(написано для Патреона в ноябре, здесь — сокращенная версия)
Летом я читала книжку «Бредовая работа. Трактат о распространении бессмысленного труда» (написал её Дэвид Гребер — причем сначала он написал дерзкую и вирусно разошедшуюся статью на эту тему, получил море писем от согласных с идеей людей и на основе этой корреспонденции написал и книжку).
Теперь хочу поделиться цитатами Дэвида и своим опытом столкновения с бредовой работой.

Что такое бредовая работа
Дэвид пишет:
Бредовая работа — это настолько бессмысленная, ненужная или вредная оплачиваемая форма занятости, что даже сам работник не может оправдать ее существование, хотя в силу условий найма он чувствует необходимость притворяться, что это не так.

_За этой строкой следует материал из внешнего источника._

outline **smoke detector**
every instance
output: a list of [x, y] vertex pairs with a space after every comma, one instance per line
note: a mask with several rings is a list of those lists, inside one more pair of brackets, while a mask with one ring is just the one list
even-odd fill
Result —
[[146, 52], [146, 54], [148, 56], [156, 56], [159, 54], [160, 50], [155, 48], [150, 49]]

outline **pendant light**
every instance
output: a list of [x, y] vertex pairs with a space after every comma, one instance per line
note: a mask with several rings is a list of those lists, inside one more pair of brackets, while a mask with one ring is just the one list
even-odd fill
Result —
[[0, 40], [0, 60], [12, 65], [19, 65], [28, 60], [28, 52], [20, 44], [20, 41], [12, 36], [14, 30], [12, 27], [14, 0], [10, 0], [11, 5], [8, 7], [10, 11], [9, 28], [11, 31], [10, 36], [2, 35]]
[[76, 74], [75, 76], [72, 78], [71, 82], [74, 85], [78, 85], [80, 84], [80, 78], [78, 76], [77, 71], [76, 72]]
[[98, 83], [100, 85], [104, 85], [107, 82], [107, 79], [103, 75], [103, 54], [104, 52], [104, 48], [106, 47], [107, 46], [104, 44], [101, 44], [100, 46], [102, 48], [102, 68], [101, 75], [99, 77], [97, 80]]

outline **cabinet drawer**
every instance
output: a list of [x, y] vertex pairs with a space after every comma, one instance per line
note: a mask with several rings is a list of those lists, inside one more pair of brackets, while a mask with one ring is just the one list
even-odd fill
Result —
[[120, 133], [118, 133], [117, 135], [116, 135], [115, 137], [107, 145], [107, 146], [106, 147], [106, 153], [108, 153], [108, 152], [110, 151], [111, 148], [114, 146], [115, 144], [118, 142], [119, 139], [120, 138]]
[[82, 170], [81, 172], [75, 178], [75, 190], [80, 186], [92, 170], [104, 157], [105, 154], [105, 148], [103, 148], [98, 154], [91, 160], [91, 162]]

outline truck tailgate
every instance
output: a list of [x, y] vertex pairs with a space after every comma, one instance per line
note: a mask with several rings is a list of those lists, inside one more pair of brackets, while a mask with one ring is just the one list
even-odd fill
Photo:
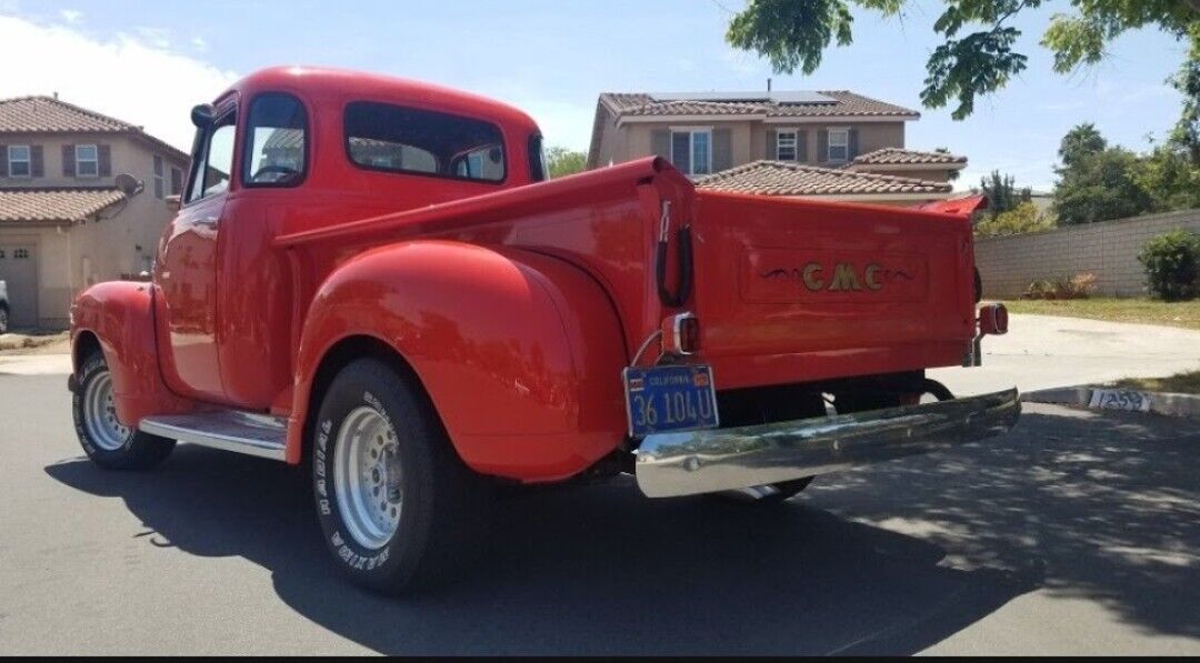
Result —
[[974, 331], [966, 218], [696, 192], [695, 313], [725, 388], [953, 366]]

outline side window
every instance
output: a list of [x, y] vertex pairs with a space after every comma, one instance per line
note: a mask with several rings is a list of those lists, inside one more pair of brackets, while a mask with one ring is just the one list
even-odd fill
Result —
[[346, 151], [372, 170], [504, 180], [504, 140], [492, 123], [374, 102], [346, 107]]
[[223, 193], [233, 171], [233, 139], [236, 113], [227, 113], [209, 127], [200, 151], [193, 157], [192, 183], [187, 201]]
[[546, 150], [541, 143], [541, 134], [529, 135], [529, 181], [541, 182], [550, 179], [550, 167], [546, 164]]
[[304, 180], [308, 119], [292, 95], [254, 98], [247, 122], [241, 181], [253, 187], [295, 186]]

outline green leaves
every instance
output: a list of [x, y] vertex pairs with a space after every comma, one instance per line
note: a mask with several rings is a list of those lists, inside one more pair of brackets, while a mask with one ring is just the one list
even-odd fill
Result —
[[1200, 235], [1171, 230], [1141, 248], [1138, 261], [1146, 269], [1151, 294], [1166, 300], [1190, 300], [1200, 295]]
[[942, 108], [953, 100], [958, 106], [952, 117], [961, 120], [971, 115], [977, 96], [1000, 90], [1025, 70], [1027, 58], [1013, 52], [1020, 35], [1015, 28], [998, 28], [947, 40], [929, 58], [920, 102], [929, 108]]
[[[900, 0], [870, 0], [872, 8], [888, 13], [899, 11]], [[755, 50], [770, 61], [779, 73], [797, 68], [812, 73], [821, 66], [821, 55], [836, 40], [838, 46], [852, 41], [850, 7], [844, 0], [750, 0], [745, 11], [730, 22], [725, 41], [743, 50]]]
[[588, 167], [588, 156], [566, 147], [551, 147], [546, 150], [546, 167], [550, 169], [551, 180], [583, 173]]
[[[884, 17], [904, 13], [908, 0], [750, 0], [733, 17], [726, 41], [754, 50], [779, 73], [799, 68], [812, 73], [834, 42], [852, 42], [850, 4]], [[944, 42], [930, 55], [920, 101], [929, 108], [954, 103], [961, 120], [974, 110], [976, 98], [1002, 89], [1025, 71], [1027, 58], [1014, 50], [1021, 31], [1006, 22], [1044, 0], [943, 0], [946, 8], [932, 30]], [[1050, 20], [1042, 46], [1054, 53], [1055, 71], [1066, 73], [1099, 62], [1105, 47], [1126, 30], [1159, 28], [1192, 42], [1192, 52], [1174, 84], [1189, 104], [1178, 131], [1192, 140], [1200, 162], [1200, 0], [1070, 0], [1074, 13]], [[964, 36], [971, 26], [979, 29]]]

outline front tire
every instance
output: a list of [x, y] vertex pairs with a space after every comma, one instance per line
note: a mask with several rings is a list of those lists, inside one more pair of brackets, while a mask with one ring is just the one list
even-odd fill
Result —
[[113, 404], [113, 374], [103, 352], [95, 351], [79, 370], [71, 398], [76, 435], [84, 453], [108, 470], [150, 470], [170, 456], [175, 440], [122, 424]]
[[332, 380], [316, 420], [313, 494], [325, 543], [354, 583], [384, 593], [458, 573], [490, 495], [424, 393], [364, 358]]

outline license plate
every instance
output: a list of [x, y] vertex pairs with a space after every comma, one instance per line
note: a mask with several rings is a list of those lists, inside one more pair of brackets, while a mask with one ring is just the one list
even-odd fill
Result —
[[670, 430], [716, 428], [716, 392], [708, 366], [626, 368], [629, 434], [644, 438]]

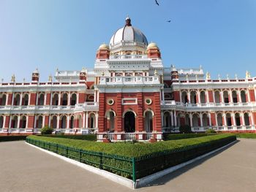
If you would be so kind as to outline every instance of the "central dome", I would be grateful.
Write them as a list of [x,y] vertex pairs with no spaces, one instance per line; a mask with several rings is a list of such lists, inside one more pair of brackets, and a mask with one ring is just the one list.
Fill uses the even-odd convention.
[[132,26],[131,19],[129,17],[126,18],[125,26],[117,30],[111,37],[110,48],[119,47],[118,45],[137,45],[143,47],[148,46],[146,36],[140,29]]

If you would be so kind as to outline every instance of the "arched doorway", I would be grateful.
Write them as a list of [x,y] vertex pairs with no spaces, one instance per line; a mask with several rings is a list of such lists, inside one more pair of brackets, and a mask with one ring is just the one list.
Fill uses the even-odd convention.
[[127,112],[124,115],[124,131],[126,133],[135,131],[135,115],[132,112]]
[[144,130],[146,132],[152,132],[153,120],[152,112],[151,111],[147,111],[145,113]]

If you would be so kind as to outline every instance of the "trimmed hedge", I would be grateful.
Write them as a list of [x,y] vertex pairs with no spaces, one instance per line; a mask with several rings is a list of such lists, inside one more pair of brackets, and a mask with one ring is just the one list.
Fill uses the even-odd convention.
[[235,135],[238,138],[256,139],[256,133],[236,134]]
[[191,139],[196,137],[201,137],[209,136],[206,134],[166,134],[165,135],[165,140],[177,140],[177,139]]
[[67,134],[48,134],[42,135],[43,137],[79,139],[79,140],[87,140],[87,141],[97,141],[96,134],[86,134],[86,135],[67,135]]
[[[228,134],[216,134],[207,137],[201,137],[198,138],[158,142],[155,143],[103,143],[86,140],[82,141],[78,139],[39,137],[34,135],[29,136],[29,138],[40,141],[49,142],[55,144],[59,144],[67,147],[82,149],[89,151],[101,152],[108,154],[118,155],[129,158],[137,158],[143,155],[151,155],[155,153],[162,151],[172,150],[177,148],[186,147],[187,146],[204,144],[230,137],[233,137],[234,136]],[[236,138],[236,137],[234,137]]]
[[0,142],[12,142],[12,141],[20,141],[26,140],[26,135],[17,135],[17,136],[0,136]]

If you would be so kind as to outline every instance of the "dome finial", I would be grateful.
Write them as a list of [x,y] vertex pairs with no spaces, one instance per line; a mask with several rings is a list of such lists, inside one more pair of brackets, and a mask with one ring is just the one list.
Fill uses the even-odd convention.
[[125,26],[132,26],[132,24],[131,24],[131,19],[130,19],[130,18],[129,17],[128,15],[127,15],[127,18],[125,19]]

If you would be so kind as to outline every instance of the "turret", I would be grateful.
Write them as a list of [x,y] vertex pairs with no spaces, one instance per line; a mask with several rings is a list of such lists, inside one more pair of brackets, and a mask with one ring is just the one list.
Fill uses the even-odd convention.
[[150,43],[147,47],[148,58],[161,58],[161,53],[157,45],[154,42]]
[[39,82],[39,73],[38,69],[37,68],[35,71],[32,73],[32,82]]
[[99,46],[97,54],[96,54],[96,58],[98,59],[106,59],[109,58],[109,55],[110,55],[110,49],[108,45],[106,44],[102,44]]

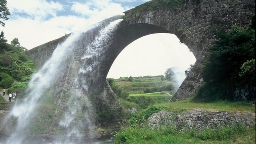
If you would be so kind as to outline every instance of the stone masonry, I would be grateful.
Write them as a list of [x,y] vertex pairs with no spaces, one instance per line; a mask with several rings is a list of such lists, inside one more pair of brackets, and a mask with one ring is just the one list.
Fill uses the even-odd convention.
[[[131,10],[124,13],[127,14]],[[104,86],[104,82],[112,64],[130,43],[148,34],[168,33],[174,34],[179,38],[197,60],[192,71],[172,100],[180,100],[193,96],[198,86],[204,83],[199,70],[201,61],[207,55],[207,48],[212,46],[214,39],[212,30],[222,27],[228,29],[232,24],[245,27],[250,24],[251,17],[254,14],[255,1],[252,0],[188,0],[181,4],[178,10],[160,9],[142,12],[139,16],[134,16],[123,20],[119,28],[113,32],[111,41],[109,42],[109,48],[103,57],[104,59],[100,62],[102,66],[98,70],[102,75],[98,80],[94,80],[95,83],[93,85]],[[56,42],[50,42],[42,44],[26,53],[42,66],[58,44],[66,38],[64,36],[54,41]],[[182,54],[180,54],[182,56]],[[72,73],[69,72],[66,77],[70,78]],[[65,84],[66,86],[68,83]],[[103,89],[98,90],[102,92]]]

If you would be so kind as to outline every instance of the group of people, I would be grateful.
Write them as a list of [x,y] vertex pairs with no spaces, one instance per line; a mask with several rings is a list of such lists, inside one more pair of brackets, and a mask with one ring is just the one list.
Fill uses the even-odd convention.
[[[3,95],[4,96],[5,95],[6,90],[4,88],[3,89]],[[12,92],[12,94],[10,92],[9,93],[9,102],[12,102],[12,102],[15,102],[16,99],[16,92],[14,91]]]
[[16,99],[16,92],[14,91],[12,92],[12,94],[9,93],[9,102],[12,102],[12,101],[15,102]]

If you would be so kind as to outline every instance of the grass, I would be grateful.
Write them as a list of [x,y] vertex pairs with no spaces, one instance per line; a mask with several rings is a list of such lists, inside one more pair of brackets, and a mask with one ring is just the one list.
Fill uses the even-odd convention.
[[[136,122],[140,120],[137,118],[144,117],[146,116],[146,114],[153,110],[177,112],[195,109],[230,112],[238,111],[242,113],[244,112],[255,113],[255,104],[250,102],[220,101],[199,103],[195,102],[193,98],[190,98],[181,101],[154,104],[146,110],[139,112],[138,113],[140,114],[136,115],[136,117],[132,117],[134,119],[129,121]],[[239,124],[230,125],[214,129],[204,129],[200,132],[188,130],[181,132],[172,126],[159,130],[138,126],[142,125],[132,124],[131,126],[123,127],[117,132],[114,136],[115,140],[112,144],[255,143],[255,124],[249,128]]]
[[161,94],[161,92],[151,92],[147,94],[131,94],[129,95],[129,96],[168,96],[167,94],[169,92],[165,92],[166,94]]
[[248,102],[230,102],[228,101],[219,101],[209,103],[198,103],[193,100],[193,98],[174,102],[163,102],[156,104],[164,110],[172,111],[174,110],[200,109],[210,110],[216,111],[225,111],[230,112],[249,111],[255,112],[255,104]]
[[112,143],[115,144],[253,144],[255,143],[255,127],[247,129],[232,126],[218,131],[206,130],[202,133],[181,132],[171,126],[160,130],[130,127],[118,132],[114,138]]

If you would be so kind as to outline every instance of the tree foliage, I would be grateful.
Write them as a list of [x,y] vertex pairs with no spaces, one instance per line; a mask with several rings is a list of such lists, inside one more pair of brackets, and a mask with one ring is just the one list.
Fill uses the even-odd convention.
[[4,37],[4,33],[2,30],[1,31],[1,33],[0,34],[0,41],[4,42],[7,42],[7,40],[5,39]]
[[171,68],[167,69],[164,74],[165,74],[165,77],[167,80],[172,80],[172,77],[175,75],[175,73]]
[[234,100],[227,95],[228,90],[255,85],[255,29],[252,25],[246,29],[235,25],[231,28],[231,32],[214,31],[216,40],[201,69],[206,84],[198,96]]
[[14,46],[20,47],[20,42],[19,42],[19,39],[18,38],[15,38],[11,41],[11,44]]
[[0,24],[3,26],[5,24],[4,21],[8,20],[8,16],[11,15],[6,6],[7,3],[6,0],[0,0]]

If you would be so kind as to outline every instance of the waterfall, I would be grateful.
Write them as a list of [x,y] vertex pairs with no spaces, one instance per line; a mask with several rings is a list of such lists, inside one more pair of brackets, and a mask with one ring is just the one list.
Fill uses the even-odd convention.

На по-настоящему бредовой работе часто абсолютно непонятно, чем нужно заниматься, что можно говорить о том, чем ты занимаешься или не занимаешься, кого и о чем можно спрашивать, до какой степени и в какой форме нужно притворяться, что работаешь, а также чем можно и чем нельзя заниматься вместо этого. Это невыносимая ситуация. Она зачастую приводит к ужасным последствиям для здоровья и самооценки, разрушая творческое начало и воображение.
Кларенс: Я работал в крупной международной охранной компании охранником музея, в котором одна из выставочных комнат практически никогда не использовалась. Я должен был охранять эту пустую комнату. Я следил, чтобы никто из посетителей ни к чему не прикасался… вернее, в комнате ничего и не было, а также чтобы никто ничего не поджег. Чтобы быть начеку и не отвлекаться, мне было запрещено заниматься какой-либо умственной деятельностью, например читать книги, пользоваться мобильным телефоном и так далее. Поскольку туда никто никогда не заходил, я фактически тихо сидел сложа руки семь с половиной часов в ожидании пожарной тревоги. Если она звучала, я спокойно поднимался и выходил. На этом всё.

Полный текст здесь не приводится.